I now have a reasonable understanding of the MBED BLE API and have most of the MBED BLE examples working on my Arduino Nano 33 BLE, which I coded via the Arduino IDE.
I now want to test out my knowledge on other boards using the new MBED Studio, as I happen to have a few MBED compatible boards which include BLE, such as Cypress’s PSoC6 Pioneer board, NXP’s FRDM-KW41Z, Silabs Thunderboard Sense 2, Nordic Semiconductor’s nRF52840 dongle (not sure if this is MBED compatible though) and a BBC microbit.
However, I did notice that the FRDM-KW41Z and Silabs Thunderboard Sense 2 are not included as MBED board selection options for BLE on the mbed website.
Is there a reason for this?
So, assuming it is possible to write up a BLE example on MBED Studio, I thought to start with the Silabs Thunderboard Sense 2 board as this is MBED 6.x compatible.
Please could someone give me some high level pointers as to how approach this mini test project.
I’m afraid we (Silicon Labs) don’t support mbed OS’ BLE stack on Thunderboard Sense 2. The wireless protocol support for Thunderboard Sense 2 on mbed OS is currently limited to 802.15.4 through Nanostack, i.e. 6LoWPAN and Thread.
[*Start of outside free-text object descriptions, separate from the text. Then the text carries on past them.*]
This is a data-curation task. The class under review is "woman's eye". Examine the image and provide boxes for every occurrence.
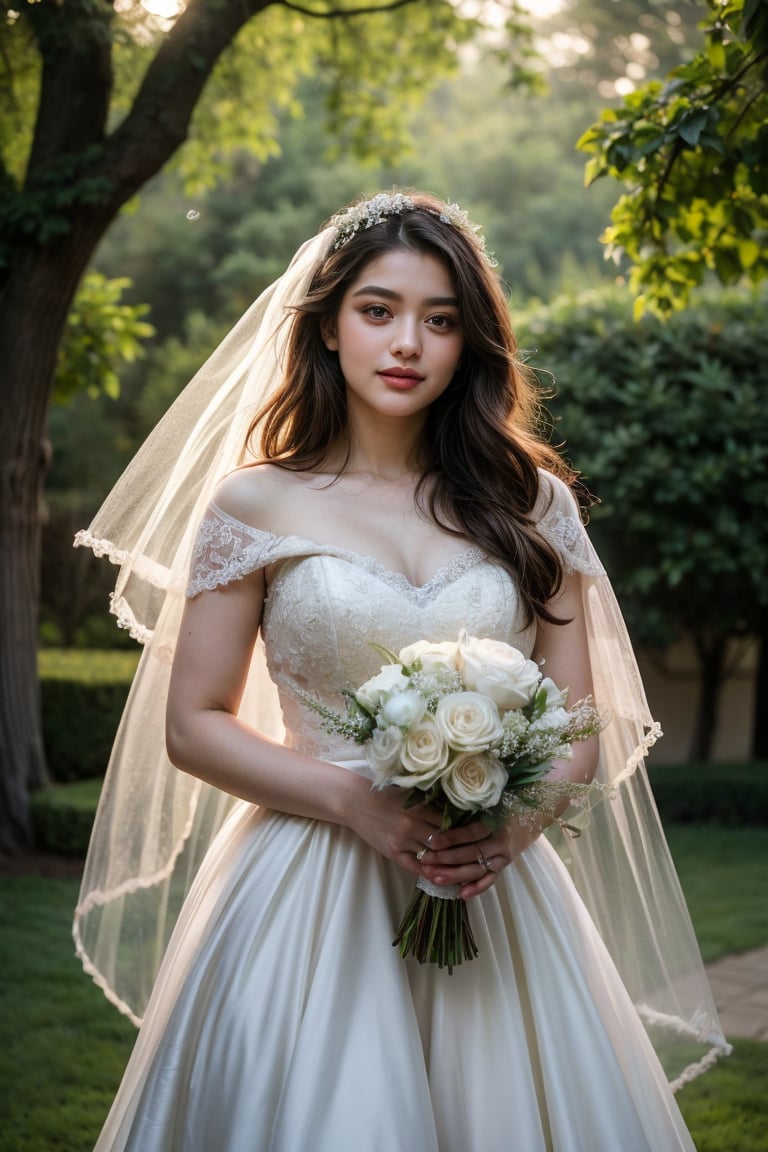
[427,314,457,330]
[363,305,390,319]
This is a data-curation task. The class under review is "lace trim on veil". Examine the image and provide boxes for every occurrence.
[636,1004,732,1091]
[612,721,663,785]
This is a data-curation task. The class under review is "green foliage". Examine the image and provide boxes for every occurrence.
[92,56,625,340]
[55,272,155,403]
[0,1,118,259]
[39,649,139,781]
[1,0,505,405]
[0,9,39,182]
[0,143,114,257]
[520,287,768,651]
[172,4,315,194]
[135,310,231,429]
[578,0,768,314]
[314,0,474,162]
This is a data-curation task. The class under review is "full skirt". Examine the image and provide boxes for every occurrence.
[96,800,695,1152]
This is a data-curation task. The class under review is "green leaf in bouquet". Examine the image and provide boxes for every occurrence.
[367,642,402,667]
[504,760,552,786]
[527,685,549,721]
[340,687,376,722]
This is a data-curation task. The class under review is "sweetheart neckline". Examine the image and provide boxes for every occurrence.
[209,500,487,593]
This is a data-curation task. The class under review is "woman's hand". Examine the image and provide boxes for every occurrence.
[343,782,495,882]
[346,777,545,894]
[418,814,543,899]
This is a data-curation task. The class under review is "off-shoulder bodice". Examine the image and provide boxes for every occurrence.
[186,474,603,761]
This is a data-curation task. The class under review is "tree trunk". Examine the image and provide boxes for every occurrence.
[688,633,726,762]
[0,0,274,852]
[752,608,768,759]
[0,231,109,850]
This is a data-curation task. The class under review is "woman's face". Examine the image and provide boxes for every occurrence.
[322,247,464,425]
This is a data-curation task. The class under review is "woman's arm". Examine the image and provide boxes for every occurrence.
[530,565,600,789]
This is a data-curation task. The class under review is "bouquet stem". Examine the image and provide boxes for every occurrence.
[393,881,479,973]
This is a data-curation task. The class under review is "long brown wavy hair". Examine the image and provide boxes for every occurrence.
[248,191,577,626]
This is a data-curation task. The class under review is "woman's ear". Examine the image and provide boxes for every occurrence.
[321,319,338,352]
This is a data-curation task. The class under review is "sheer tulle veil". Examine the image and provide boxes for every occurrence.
[73,202,729,1088]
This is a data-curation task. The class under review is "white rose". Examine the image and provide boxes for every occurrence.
[392,717,449,786]
[379,689,427,730]
[355,664,409,712]
[539,676,569,709]
[397,638,460,674]
[366,725,405,787]
[442,751,507,811]
[435,691,503,752]
[458,631,540,712]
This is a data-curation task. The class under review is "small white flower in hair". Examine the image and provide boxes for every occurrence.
[330,192,497,266]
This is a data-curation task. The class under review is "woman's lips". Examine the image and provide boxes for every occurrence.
[378,369,425,390]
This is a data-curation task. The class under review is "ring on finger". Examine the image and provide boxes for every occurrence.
[416,831,436,862]
[477,850,492,873]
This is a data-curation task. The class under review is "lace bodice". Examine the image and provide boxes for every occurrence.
[186,473,604,760]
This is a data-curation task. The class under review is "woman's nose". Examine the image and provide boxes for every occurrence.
[390,318,420,358]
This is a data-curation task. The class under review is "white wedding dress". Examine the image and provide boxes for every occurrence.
[93,499,697,1152]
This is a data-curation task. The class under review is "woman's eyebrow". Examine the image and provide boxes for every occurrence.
[351,285,459,307]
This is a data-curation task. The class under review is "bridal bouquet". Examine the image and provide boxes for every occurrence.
[302,630,605,971]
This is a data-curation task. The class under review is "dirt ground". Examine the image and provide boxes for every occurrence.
[0,850,84,878]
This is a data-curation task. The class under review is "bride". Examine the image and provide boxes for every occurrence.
[75,191,727,1150]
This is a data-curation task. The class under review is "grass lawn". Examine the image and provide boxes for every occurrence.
[665,824,768,962]
[0,824,766,1150]
[0,876,135,1152]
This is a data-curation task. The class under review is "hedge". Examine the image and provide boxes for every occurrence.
[39,649,139,782]
[647,760,768,826]
[30,778,104,858]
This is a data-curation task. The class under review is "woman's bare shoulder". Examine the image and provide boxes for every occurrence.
[212,464,297,531]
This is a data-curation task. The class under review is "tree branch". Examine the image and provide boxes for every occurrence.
[279,0,419,18]
[102,0,274,204]
[101,0,428,213]
[640,46,768,229]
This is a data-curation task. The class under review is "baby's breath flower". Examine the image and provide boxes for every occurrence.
[408,667,463,712]
[496,709,530,758]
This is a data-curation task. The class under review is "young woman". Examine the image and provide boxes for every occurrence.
[75,192,727,1150]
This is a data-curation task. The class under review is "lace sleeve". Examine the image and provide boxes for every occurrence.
[186,505,277,596]
[534,471,605,578]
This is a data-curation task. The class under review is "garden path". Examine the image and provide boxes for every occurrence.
[705,944,768,1042]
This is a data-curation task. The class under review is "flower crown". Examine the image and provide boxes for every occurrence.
[330,192,497,267]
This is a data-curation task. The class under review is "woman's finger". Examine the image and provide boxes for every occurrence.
[421,846,501,888]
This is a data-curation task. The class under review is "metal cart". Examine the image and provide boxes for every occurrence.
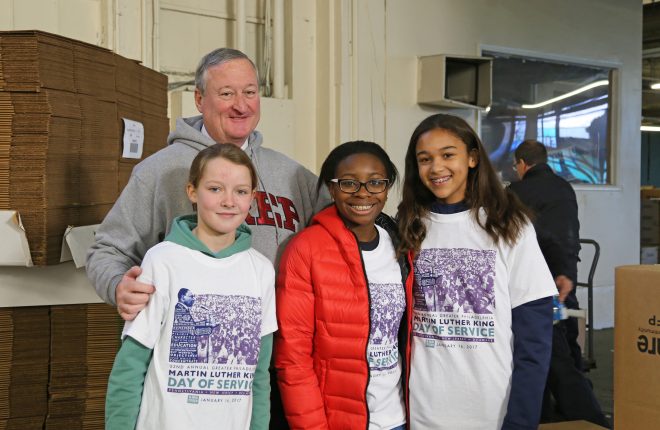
[576,238,600,370]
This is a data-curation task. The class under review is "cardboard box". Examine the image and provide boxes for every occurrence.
[614,265,660,429]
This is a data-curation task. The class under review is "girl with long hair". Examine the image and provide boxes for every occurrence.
[398,114,556,429]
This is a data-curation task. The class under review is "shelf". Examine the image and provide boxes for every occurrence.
[0,209,103,307]
[0,261,102,307]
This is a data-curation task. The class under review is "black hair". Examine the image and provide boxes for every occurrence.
[317,140,398,191]
[515,139,548,165]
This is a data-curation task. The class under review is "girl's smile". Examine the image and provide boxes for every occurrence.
[416,128,477,204]
[329,153,390,242]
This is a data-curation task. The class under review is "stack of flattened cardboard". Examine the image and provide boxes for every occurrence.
[0,30,169,265]
[0,92,11,210]
[84,304,124,429]
[8,89,82,265]
[0,31,81,265]
[46,304,122,429]
[0,307,50,430]
[74,41,120,227]
[115,55,169,191]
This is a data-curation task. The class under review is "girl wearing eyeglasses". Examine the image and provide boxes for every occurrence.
[275,141,412,430]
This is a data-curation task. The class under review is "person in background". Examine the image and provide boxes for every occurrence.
[105,144,276,430]
[86,47,329,429]
[275,141,412,430]
[510,140,610,427]
[397,114,556,429]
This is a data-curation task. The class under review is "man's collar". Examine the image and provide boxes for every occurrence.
[523,162,552,179]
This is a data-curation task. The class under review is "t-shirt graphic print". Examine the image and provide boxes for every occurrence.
[167,291,262,397]
[412,248,496,345]
[368,282,405,371]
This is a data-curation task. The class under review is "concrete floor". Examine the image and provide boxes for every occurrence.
[588,328,614,424]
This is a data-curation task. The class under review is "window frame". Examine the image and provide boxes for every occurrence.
[479,45,622,190]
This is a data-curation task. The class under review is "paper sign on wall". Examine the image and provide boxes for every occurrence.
[122,118,144,159]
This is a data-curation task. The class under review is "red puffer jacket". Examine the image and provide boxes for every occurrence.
[275,205,413,430]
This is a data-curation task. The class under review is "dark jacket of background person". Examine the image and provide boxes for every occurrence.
[509,163,580,295]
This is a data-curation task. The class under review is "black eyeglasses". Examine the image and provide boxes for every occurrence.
[329,178,390,194]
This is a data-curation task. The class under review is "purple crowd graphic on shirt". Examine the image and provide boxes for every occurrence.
[167,289,262,398]
[368,282,405,372]
[412,248,497,345]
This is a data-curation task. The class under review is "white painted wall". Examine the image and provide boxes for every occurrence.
[0,0,106,45]
[341,0,642,328]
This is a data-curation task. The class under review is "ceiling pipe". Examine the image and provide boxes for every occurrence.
[235,0,246,53]
[272,0,285,99]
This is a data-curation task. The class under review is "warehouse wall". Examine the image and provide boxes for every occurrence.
[336,0,642,328]
[0,0,644,328]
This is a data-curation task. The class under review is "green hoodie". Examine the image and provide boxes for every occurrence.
[105,215,273,430]
[165,214,252,257]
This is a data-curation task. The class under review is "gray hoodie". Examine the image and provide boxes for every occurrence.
[86,115,330,305]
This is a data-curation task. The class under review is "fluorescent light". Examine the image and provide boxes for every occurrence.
[641,125,660,132]
[652,83,660,90]
[521,80,609,109]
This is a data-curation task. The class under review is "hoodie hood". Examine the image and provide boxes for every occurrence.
[167,115,263,152]
[165,214,252,258]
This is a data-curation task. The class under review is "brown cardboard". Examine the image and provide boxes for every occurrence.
[1,30,169,265]
[641,187,660,199]
[614,265,660,429]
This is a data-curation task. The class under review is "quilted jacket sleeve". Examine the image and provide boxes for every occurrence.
[274,235,330,430]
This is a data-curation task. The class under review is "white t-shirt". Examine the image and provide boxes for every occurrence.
[408,210,556,430]
[363,225,407,430]
[122,241,277,430]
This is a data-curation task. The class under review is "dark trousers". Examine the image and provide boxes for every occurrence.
[541,322,610,428]
[270,366,290,429]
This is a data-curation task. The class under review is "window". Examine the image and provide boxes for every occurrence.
[481,51,612,185]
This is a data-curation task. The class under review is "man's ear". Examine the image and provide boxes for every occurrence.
[194,88,204,113]
[520,159,532,173]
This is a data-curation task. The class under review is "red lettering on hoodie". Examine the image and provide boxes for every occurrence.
[245,191,299,232]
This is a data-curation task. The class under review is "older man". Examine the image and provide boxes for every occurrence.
[87,47,327,316]
[88,48,328,429]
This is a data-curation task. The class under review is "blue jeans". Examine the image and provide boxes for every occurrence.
[390,425,406,430]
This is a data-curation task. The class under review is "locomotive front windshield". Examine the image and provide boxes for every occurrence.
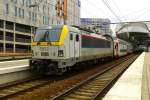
[34,28,62,42]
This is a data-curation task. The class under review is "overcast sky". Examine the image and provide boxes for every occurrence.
[81,0,150,23]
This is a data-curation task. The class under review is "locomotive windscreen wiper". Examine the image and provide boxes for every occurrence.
[45,31,51,42]
[35,28,61,42]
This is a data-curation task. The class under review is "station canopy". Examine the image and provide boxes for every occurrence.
[116,22,150,45]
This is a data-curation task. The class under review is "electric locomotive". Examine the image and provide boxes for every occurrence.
[30,25,114,74]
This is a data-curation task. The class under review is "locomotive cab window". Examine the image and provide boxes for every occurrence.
[76,34,79,42]
[34,27,62,42]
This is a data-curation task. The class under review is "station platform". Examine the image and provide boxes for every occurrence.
[0,53,31,61]
[0,59,29,75]
[103,52,150,100]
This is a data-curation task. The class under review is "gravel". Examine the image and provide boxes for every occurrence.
[10,60,115,100]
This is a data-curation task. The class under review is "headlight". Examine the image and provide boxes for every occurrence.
[58,50,64,57]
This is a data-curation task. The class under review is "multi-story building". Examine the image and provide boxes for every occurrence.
[55,0,80,25]
[81,18,112,36]
[0,0,81,53]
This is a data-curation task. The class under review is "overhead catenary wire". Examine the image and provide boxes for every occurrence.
[109,0,130,38]
[83,0,150,24]
[101,0,122,23]
[101,0,123,36]
[29,0,150,25]
[81,5,100,18]
[104,1,150,23]
[136,10,150,21]
[83,0,112,18]
[111,0,128,22]
[120,6,150,19]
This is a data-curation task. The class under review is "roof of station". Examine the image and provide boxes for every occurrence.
[115,22,150,46]
[116,22,150,34]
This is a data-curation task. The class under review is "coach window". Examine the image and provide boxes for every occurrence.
[70,34,73,40]
[76,34,79,42]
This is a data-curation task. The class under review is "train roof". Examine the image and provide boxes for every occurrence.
[37,25,80,32]
[37,25,65,30]
[114,38,132,44]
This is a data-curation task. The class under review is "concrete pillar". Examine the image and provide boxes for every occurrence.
[30,26,33,53]
[13,22,16,53]
[31,26,33,42]
[3,20,6,53]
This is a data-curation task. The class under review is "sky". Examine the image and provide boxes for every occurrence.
[80,0,150,36]
[80,0,150,23]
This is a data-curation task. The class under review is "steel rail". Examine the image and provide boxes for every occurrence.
[51,54,139,100]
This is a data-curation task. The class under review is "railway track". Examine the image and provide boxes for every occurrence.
[52,54,139,100]
[0,54,139,100]
[0,76,55,99]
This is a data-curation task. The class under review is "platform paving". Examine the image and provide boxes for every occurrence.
[0,53,31,60]
[142,52,150,100]
[0,59,29,74]
[0,53,31,57]
[103,52,146,100]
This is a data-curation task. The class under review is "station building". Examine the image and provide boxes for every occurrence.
[0,0,81,53]
[81,18,112,36]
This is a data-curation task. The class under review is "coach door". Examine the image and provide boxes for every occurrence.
[69,33,80,59]
[74,34,80,58]
[69,33,75,58]
[115,43,119,57]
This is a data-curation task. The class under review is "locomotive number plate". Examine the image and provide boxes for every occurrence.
[40,47,48,51]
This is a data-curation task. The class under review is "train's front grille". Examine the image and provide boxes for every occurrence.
[41,52,49,56]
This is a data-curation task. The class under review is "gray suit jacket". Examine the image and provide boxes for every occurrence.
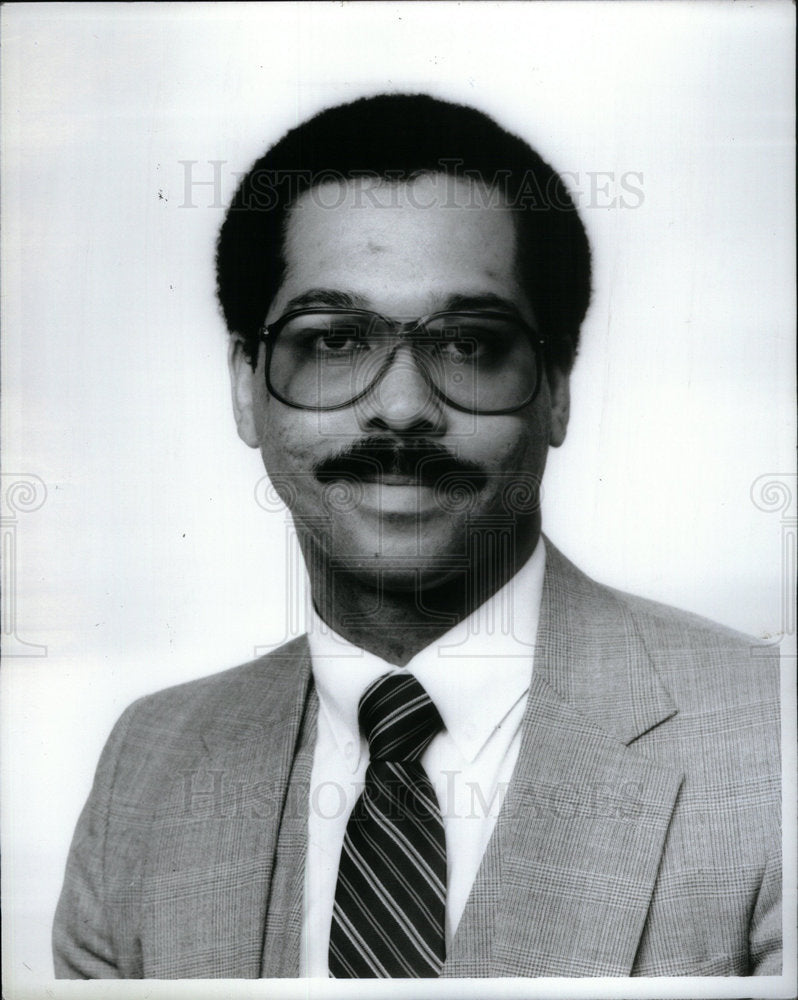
[53,542,781,978]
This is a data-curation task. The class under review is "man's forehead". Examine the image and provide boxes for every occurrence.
[290,171,508,214]
[281,174,518,275]
[269,172,528,323]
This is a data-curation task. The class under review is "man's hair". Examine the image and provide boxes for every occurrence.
[216,93,591,375]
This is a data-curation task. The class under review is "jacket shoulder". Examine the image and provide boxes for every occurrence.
[122,634,310,731]
[100,635,311,797]
[608,583,761,647]
[544,538,780,709]
[607,582,780,717]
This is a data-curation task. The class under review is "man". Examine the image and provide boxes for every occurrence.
[53,93,781,978]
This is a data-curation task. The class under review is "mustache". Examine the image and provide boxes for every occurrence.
[314,436,486,487]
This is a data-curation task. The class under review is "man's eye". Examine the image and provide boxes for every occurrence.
[436,334,488,362]
[457,338,481,356]
[314,329,365,353]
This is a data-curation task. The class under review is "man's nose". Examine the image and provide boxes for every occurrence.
[358,345,445,433]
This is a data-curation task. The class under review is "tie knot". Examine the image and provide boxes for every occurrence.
[358,673,443,762]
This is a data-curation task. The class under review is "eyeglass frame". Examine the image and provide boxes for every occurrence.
[259,306,548,416]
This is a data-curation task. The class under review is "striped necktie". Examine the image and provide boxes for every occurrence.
[328,672,447,978]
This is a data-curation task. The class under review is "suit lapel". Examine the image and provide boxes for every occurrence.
[260,684,319,977]
[444,541,684,977]
[141,639,313,979]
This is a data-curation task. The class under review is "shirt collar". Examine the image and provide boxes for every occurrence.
[308,539,546,771]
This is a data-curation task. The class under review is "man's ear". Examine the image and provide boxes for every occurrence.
[548,368,570,447]
[228,338,261,448]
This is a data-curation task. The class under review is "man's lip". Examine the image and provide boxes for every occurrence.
[316,471,429,487]
[316,471,487,490]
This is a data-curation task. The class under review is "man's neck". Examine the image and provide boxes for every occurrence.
[302,528,540,666]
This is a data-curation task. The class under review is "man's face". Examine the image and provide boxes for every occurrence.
[230,174,569,593]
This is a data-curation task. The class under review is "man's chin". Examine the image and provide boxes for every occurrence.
[375,560,463,594]
[328,550,467,596]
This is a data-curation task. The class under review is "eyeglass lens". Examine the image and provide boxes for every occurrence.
[267,312,539,412]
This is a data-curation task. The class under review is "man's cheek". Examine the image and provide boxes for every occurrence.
[260,414,310,469]
[262,433,343,522]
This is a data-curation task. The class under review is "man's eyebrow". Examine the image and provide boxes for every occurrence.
[441,293,521,315]
[282,289,369,311]
[282,290,523,315]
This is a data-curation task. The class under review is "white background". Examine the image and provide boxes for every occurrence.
[1,2,795,996]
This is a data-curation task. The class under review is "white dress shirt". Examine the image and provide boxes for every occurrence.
[300,540,546,976]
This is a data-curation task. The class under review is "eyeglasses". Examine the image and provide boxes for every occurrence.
[260,308,546,415]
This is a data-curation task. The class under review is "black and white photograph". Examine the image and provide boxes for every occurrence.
[1,3,795,998]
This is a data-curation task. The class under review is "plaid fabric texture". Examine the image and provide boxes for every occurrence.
[53,540,782,978]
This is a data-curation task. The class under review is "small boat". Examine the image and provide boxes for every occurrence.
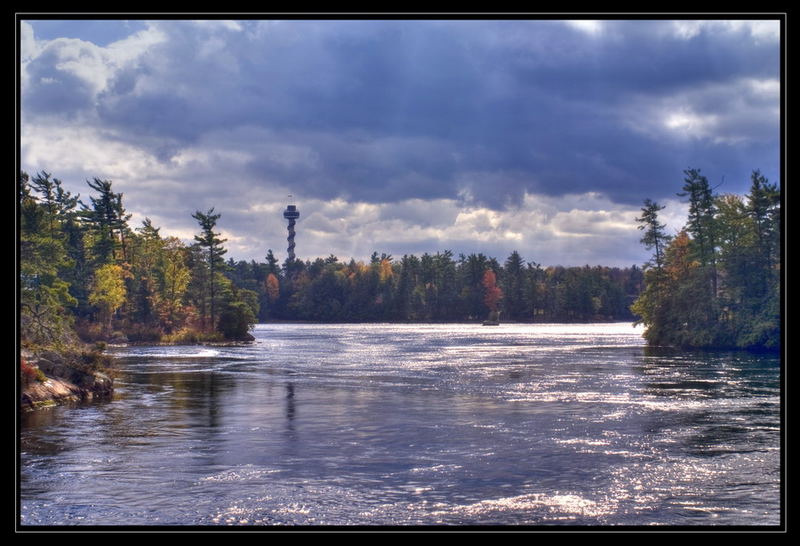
[482,320,500,326]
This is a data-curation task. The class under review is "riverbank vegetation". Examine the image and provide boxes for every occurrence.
[19,171,258,352]
[21,165,780,359]
[20,170,645,361]
[632,169,781,351]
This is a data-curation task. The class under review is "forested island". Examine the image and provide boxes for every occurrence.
[18,166,780,407]
[632,169,781,351]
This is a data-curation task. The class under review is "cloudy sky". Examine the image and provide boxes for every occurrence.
[18,16,782,267]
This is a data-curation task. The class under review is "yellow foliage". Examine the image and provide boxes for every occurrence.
[89,263,128,313]
[379,259,393,283]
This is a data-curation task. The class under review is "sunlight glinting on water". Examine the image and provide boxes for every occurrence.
[21,323,780,526]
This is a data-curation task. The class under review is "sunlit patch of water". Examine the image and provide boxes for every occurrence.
[20,323,780,527]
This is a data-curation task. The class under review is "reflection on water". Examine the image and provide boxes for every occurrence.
[19,323,781,527]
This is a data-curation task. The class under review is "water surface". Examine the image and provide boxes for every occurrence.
[19,323,782,527]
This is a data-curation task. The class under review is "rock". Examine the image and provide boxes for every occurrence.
[20,351,114,411]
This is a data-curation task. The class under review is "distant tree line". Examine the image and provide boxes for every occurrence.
[632,168,781,351]
[230,249,644,324]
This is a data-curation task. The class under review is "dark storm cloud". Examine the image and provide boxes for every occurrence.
[22,18,781,211]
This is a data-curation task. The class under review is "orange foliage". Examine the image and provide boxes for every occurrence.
[665,231,699,281]
[482,270,503,313]
[266,273,280,303]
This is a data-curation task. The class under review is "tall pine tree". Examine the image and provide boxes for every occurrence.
[191,208,228,331]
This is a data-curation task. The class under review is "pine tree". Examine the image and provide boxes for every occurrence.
[19,171,78,347]
[191,208,228,331]
[746,170,780,300]
[636,199,671,271]
[265,249,281,276]
[81,178,131,266]
[677,168,718,296]
[502,251,526,320]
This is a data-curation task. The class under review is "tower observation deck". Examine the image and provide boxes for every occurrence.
[283,203,300,262]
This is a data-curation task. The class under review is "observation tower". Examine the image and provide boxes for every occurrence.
[283,200,300,262]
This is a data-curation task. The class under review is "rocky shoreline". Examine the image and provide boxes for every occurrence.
[20,349,114,411]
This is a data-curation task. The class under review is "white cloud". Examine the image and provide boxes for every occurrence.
[662,109,718,135]
[671,20,780,42]
[21,21,166,120]
[237,191,656,267]
[565,20,604,36]
[622,76,780,146]
[20,124,160,180]
[191,20,244,32]
[105,23,167,64]
[20,21,40,62]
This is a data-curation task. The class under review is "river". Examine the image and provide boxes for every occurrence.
[18,323,782,527]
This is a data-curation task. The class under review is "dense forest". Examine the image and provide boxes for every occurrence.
[632,169,781,351]
[19,170,644,352]
[19,171,262,348]
[233,250,642,324]
[20,167,780,354]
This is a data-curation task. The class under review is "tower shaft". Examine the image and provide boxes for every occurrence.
[283,204,300,262]
[286,218,296,261]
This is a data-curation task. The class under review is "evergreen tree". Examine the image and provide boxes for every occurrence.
[191,208,228,331]
[459,253,492,319]
[502,251,526,320]
[636,199,671,271]
[395,255,415,320]
[19,171,78,347]
[433,251,458,320]
[29,171,79,241]
[746,170,780,300]
[265,249,281,276]
[81,178,130,266]
[677,168,718,296]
We’re hoping to have a BLE solution on mbed OS using our parts at some point in the future, but I sadly don’t have any indication if/when this might happen. But I’d say to not hold your breath. If you want BLE on TB Sense 2, I recommend checking out our BLE examples in Simplicity Studio.
Thanks. I have a Particle.io Xenon board (nRf52840) which happily got flashed with the Blinky example from MBED Studio using the Particle CMSIS DAP debugger.
What I now need is some pointers on how to get the BLE_API onto MBED Studio so I can continue exploring.
Just to announce that I manually copied across the BLE_Button example, and it not only successfully compiled, using the nRF52840_dk as the target, but it also worked straight out the box on my Particle.io Xenon device.
So, ignoring the manual port for now, the rest of the workflow was quick and painless. Awesome!